Когда-то Петр почти каждый день приезжал сюда, в Солнечное, побродить по песочку, поговорить, подумать; а потом, после женитьбы - все реже, реже были встречи. В последний раз Петр увидел издалека худенькую, какую-то юношески легкую фигуру Даниила Андреевича на границе желтого песчаного берега и свинцовой воды. Широкий простор окружал старика, он медленно шагал, помахивая палкой. Он был один, совсем один в тишине, под мягкими лучами солнца. Об этом одиночестве Петр подумал тогда с болью: "Если бы все было хорошо, они вместе с женой дышали бы, вспоминали и шли бы рука об руку… но никогда теперь этого не будет. В старости одиночество особенно печально". Петр побежал тогда навстречу. Даниил Андреевич обрадовался, обнял, расцеловал Петра и, как никогда раньше, стал говорить о своей любви к нему. О том, что не верит в родство крови, а верит в родство духовное, необычайно дорогое ему. Он с грустью признался тогда, что все чаще чувствует, ка к не хватает ему Петра. Впервые стал обращаться к нему на ты. "Я не обижаюсь, понимаю, ты не можешь со мной встречаться слишком часто: дела, заботы, семья. Ты теперь не имеешь права принадлежать Себе полностью…"

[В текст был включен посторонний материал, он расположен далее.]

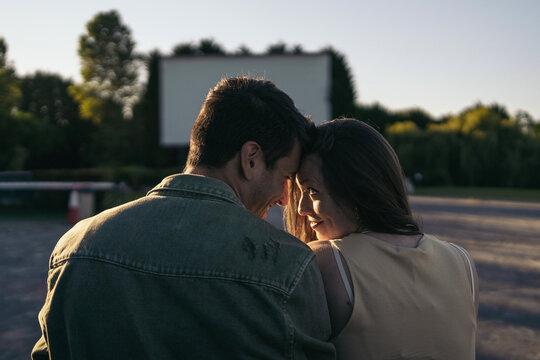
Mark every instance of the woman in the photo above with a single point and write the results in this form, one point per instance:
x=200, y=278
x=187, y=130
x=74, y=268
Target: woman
x=392, y=291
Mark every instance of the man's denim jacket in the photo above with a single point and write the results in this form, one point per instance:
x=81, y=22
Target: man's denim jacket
x=183, y=273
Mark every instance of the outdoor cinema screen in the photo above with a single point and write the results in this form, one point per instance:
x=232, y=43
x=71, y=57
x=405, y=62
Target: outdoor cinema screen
x=185, y=81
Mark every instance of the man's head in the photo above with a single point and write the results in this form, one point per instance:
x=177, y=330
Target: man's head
x=250, y=127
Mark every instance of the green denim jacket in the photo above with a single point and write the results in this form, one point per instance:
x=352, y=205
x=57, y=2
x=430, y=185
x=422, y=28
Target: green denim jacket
x=184, y=273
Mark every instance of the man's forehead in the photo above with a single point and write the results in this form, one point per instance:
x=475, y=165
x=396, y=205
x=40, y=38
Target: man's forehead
x=309, y=170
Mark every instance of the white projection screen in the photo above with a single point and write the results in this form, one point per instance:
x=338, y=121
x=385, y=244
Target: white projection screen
x=185, y=81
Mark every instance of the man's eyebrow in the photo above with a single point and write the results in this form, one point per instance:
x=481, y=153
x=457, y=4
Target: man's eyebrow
x=301, y=180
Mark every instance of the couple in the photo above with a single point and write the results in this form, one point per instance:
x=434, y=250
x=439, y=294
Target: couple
x=192, y=272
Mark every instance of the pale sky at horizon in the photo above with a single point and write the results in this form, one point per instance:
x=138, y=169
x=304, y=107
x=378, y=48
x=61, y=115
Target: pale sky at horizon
x=441, y=56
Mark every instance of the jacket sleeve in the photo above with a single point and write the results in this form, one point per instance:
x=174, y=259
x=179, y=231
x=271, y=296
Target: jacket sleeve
x=307, y=310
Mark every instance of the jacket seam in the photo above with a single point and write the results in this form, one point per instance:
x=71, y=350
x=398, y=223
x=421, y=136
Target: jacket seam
x=291, y=339
x=59, y=263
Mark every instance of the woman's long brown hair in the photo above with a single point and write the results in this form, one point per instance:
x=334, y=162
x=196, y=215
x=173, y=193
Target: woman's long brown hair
x=362, y=172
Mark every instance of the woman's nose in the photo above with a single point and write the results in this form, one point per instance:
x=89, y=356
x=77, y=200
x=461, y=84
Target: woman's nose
x=305, y=207
x=284, y=199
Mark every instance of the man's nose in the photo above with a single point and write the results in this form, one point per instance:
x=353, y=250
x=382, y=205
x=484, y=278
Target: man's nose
x=304, y=206
x=284, y=199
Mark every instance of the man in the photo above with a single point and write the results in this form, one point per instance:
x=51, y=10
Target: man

Тогда он рассказал о своей невесте, которая умерла накануне свадьбы. Она была некрасивой, но обаятельной, жертвенно-щедрой, и счастье с ней могло бы быть настоящим. И так он любил ее, так верил в это счастье только с ней, с одной из всех женщин на свете, что потом никто уже не смог заменить ее. "Понимаю, - говорил профессор, медленно шагая по песку и тяжело дыша, - много есть замечательных женщин, я их встречал и готов был довериться, убеждал себя, что нельзя, не по-людски и жить без домашнего уюта, без женской ласки, без детей - холодно, эгоистично. Но вышло, что я безнадежный однолюб. Первая встреча навсегда поразила меня. И теперь уж порой говорю себе, что, быть может, я правильно поступил, оставшись одиноким: первая любовь - самое святое, самое целомудренное, и никогда уже, ни с какой другой женщиной не достичь мне было бы такого счастья… Ты понимаешь меня? Чувствуешь? У тебя тоже так?"
И, не дожидаясь ответа, продолжал:
"Некоторые думают, что я, как одержимый фанатик, посвятил всего себя науке. Что и говорить, я ей многое отдал. А в сущности, не люблю фанатизм ни в чем. В этом что-то есть узколобое, бессердечное, страшное. Просто не дано мне было прожить полно мою мужскую жизнь. И если бы не умерла Таня, все, наверно, повернулось бы по-другому. Я жизнь люблю - саму жизнь. Мне радостно видеть вот эту воду с камнями и чайками, шагать по этому податливому песку, и стройные сосны я люблю, и смех детишек. Счастье, когда человек полно и глубоко живет. Великие счастливцы, такие, как Лев Толстой, как Гете или Пушкин, и сами все познали полно, и после себя оставили глубокий след - подвиг своей жизни, нравственный пример…"
Петр шагал по шоссе, и ему казалось, что профессор и сейчас идет рядом. Прошли все обиды, Петр уже ни в чем не винил Анюту, а считал во всем виноватым лишь, себя самого.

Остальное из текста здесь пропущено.